Qui l’eût cru ?

Edouard Amoiel

15 novembre 2023

Après avoir mis en avant les pièces de viande maturées sous l’ère de l’Esquisse, Fabian Affentranger, exalte les mérites du poisson cru et de la pasta avec son restaurant Crudo 7.

Même lieu, quasi même déco, carte des mets différente sous l’impulsion d’un nouveau chef. L’article pourrait presque s’arrêter là si votre serviteur n’était pas aussi soucieux des détails. Peut-on parler de restauration moderne ? La clientèle se lasse-t-elle aussi rapidement d’un restaurant ? Faut-il moduler l’environnement d’un établissement afin de correspondre aux tendances du moment ? Habitué des changements conceptuels dans son vaisseau mère Chez Calvin, Fabian Affentranger adapte le même principe chez son petit frère des Eaux-Vives. Après le buzz de l’ouverture, prenons le temps de découvrir Crudo 7… 

Crudo 7 ©eamoiel
Crudo 7 © Edouard Amoiel

Taulier moderne

Soyons clair : Fabian Affentranger a la restauration dans la peau ! Il suffit de le voir se mouvoir au sein d’un de ses établissements pour comprendre que le sens de l’accueil et du service coule dans ses veines. Tel un aubergiste des temps moderne, il reçoit avec art et raffinement tout en respectant les codes de « maître des lieux » à la perfection. Après avoir fait venir la carte des mets du chef Eyal Shani en mode cuisine israélienne Chez Calvin (concept qui devrait perdurer tout au long de la période hivernale), il réédite l’expérience avec le chef Marco Garfagnini en version italienne. Une approche qui ne peut que séduire une clientèle genevoise toujours avide de gastronomie transalpine. 

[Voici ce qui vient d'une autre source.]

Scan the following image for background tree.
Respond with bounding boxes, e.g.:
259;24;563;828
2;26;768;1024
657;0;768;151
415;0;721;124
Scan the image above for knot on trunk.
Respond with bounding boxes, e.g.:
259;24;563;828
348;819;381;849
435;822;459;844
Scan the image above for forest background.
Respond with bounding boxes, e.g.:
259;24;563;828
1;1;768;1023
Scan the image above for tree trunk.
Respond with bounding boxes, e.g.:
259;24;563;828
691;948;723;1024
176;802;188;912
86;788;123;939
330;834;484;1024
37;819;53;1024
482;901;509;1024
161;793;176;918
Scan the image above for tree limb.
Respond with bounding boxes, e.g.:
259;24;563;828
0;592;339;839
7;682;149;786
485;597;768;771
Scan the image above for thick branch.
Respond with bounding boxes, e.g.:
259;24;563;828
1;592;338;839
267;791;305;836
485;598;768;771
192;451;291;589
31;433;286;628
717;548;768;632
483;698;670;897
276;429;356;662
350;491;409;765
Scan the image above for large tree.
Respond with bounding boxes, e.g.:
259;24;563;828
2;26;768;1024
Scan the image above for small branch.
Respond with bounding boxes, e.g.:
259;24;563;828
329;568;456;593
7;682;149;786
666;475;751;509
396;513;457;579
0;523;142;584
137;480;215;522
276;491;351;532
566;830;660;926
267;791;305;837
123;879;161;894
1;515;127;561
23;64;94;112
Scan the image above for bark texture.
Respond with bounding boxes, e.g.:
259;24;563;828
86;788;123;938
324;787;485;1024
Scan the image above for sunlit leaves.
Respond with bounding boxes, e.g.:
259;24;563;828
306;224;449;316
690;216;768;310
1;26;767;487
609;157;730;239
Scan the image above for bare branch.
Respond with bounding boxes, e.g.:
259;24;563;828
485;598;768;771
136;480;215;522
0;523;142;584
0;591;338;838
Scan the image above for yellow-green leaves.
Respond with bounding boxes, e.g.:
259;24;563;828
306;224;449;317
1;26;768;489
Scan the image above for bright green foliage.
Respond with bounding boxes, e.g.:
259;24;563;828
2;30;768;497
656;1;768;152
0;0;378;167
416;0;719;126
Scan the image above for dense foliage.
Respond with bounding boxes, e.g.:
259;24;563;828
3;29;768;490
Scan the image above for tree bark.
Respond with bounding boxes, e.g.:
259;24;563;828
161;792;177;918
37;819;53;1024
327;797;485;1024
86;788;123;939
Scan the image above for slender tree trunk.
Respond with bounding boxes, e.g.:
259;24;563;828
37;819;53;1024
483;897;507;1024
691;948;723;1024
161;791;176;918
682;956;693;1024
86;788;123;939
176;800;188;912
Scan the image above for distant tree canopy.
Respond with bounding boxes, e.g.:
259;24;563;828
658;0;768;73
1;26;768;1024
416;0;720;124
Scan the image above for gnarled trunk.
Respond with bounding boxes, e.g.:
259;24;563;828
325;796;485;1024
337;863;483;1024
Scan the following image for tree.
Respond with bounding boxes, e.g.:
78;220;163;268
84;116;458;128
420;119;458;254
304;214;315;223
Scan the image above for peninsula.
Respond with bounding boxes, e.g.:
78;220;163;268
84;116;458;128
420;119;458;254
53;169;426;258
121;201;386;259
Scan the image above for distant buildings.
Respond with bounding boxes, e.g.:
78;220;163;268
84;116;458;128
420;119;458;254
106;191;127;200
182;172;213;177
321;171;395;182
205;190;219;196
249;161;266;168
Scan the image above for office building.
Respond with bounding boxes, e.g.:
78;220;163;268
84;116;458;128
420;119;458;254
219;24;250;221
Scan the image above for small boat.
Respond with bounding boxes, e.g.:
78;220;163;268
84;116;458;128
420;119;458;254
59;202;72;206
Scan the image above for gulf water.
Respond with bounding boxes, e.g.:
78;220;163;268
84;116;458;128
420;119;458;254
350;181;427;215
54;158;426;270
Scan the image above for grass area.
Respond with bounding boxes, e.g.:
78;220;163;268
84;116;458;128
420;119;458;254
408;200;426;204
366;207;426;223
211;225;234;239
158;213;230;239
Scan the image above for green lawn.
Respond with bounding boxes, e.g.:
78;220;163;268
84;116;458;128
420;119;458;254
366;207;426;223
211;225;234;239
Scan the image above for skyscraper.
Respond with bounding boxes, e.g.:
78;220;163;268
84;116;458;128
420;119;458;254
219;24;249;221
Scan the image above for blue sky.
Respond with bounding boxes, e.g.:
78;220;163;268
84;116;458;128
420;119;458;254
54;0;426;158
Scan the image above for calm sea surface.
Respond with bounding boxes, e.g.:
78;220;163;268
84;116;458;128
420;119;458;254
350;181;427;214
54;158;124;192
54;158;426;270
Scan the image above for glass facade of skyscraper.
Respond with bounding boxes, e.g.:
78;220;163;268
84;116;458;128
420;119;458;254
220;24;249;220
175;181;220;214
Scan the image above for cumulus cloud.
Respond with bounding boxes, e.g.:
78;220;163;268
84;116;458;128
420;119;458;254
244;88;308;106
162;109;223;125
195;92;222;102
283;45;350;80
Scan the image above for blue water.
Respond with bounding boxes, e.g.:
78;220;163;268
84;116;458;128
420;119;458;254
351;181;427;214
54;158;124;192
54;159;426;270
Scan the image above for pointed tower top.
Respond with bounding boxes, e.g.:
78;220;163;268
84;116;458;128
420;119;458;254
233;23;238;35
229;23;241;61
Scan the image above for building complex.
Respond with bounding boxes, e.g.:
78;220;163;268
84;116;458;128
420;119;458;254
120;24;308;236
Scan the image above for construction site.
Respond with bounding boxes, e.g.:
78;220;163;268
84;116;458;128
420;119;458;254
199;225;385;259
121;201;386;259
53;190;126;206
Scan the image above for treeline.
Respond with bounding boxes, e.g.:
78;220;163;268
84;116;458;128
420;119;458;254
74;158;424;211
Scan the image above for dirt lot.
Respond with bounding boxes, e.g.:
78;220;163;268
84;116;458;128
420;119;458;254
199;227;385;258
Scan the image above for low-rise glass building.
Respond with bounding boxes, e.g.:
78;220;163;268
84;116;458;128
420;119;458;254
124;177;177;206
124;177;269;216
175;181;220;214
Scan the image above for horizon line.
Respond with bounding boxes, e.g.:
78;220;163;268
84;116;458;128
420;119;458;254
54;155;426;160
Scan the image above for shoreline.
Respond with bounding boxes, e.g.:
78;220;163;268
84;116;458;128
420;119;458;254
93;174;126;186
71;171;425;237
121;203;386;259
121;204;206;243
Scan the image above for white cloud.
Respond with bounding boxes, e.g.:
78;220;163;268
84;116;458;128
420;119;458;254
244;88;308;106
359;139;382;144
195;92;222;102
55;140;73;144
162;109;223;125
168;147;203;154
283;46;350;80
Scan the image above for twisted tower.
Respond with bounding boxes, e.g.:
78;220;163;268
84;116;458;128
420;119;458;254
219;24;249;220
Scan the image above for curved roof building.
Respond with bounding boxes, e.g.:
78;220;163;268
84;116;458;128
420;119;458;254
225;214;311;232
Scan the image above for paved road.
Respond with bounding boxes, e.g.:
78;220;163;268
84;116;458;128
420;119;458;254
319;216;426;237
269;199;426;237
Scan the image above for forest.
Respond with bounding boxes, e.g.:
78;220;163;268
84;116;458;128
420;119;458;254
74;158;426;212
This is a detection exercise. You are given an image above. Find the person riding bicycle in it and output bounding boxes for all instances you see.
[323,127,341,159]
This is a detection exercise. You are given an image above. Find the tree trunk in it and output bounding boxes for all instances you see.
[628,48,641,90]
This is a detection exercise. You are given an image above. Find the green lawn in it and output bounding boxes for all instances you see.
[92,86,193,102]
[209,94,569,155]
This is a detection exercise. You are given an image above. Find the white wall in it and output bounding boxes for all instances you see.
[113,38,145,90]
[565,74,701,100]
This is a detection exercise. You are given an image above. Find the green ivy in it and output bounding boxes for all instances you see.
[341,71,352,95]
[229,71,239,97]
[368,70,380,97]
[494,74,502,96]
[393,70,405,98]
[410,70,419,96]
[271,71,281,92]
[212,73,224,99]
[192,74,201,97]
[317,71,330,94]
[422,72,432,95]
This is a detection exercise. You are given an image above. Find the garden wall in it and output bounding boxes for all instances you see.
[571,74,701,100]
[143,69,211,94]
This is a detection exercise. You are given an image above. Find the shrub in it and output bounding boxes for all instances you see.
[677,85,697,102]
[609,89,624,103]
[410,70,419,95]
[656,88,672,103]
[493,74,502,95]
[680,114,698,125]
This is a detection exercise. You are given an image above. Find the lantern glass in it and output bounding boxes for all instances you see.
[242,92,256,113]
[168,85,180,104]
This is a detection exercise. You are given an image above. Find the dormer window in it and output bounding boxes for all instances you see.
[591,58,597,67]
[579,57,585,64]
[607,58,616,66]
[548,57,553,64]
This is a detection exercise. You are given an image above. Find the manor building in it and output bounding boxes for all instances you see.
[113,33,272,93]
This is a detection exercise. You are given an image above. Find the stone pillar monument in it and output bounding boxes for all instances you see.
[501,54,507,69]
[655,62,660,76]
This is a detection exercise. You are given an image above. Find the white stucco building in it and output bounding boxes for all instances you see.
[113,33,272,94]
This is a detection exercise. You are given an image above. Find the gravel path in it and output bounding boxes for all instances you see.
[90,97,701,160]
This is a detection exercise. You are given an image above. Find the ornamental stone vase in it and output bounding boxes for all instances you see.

Alors que l’automne nous fait enfin l’honneur de sa présence, c’est au sein du cadre élégant du 7 rue du Lac que nous prenons place le temps d’un déjeuner gourmand. Les nappes blanches sont de sortie et les tables plus espacées qu’auparavant. Nous avons envie de flâner, discuter, déguster et prendre notre temps. Les lieux s’y prêtent et le temps à l’extérieur nous y encourage. Un choix de plusieurs huiles d’olive se présente à nous comme une diabolique incitation à plonger son pain dans cet élixir jaune soleil. 

Crudo 7
Assortiment de Crudo chez Crudo 7 © Edouard Amoiel

Sériole, saumon et thon

Pour notre plus grand bonheur, les crudos s’enchaînent dans un esprit de partage. Ce sera la sériole coupée en lamelles et plongée dans une vinaigrette acidulée au yuzu. Ce sera le saumon nappé d’une sauce puissante à la moutarde douce. Ce sera le tartare de thon rouge rehaussé d’une envoûtante sauce au ponzu. Italie ou Japon ? Mon cœur balance tandis que le carpaccio de poulpe au piment doux séduit par son équilibre de saveurs et de textures. Dommage qu’un carpaccio de bœuf dans le style du Harry’s Bar à Venise ne soit pas de la partie en ces températures décroissantes. Qui sait… peut-être lors d’un changement de carte ? Honneur à la pasta… et au risotto lors de la dégustation des linguine alle vongole – déjà incontournables – et du risotto aux bolets si réconfortant. Cuisson maîtrisée, portion respectée, garniture enjouée… 

Au même titre que sa remarquable notion de service, Fabian Affentranger et son Crudo 7 réussissent à nous séduire avec élégance. Dans un univers où les standards d’accueil se perdent au profit de la standardisation technologique, le jeune patron des lieux fait une nouvelle fois exception à la règle. Un rôle qui lui va à ravir et qui permet à ce restaurateur d’écrire de réjouissants chapitres dans le monde de la gastronomie genevoise.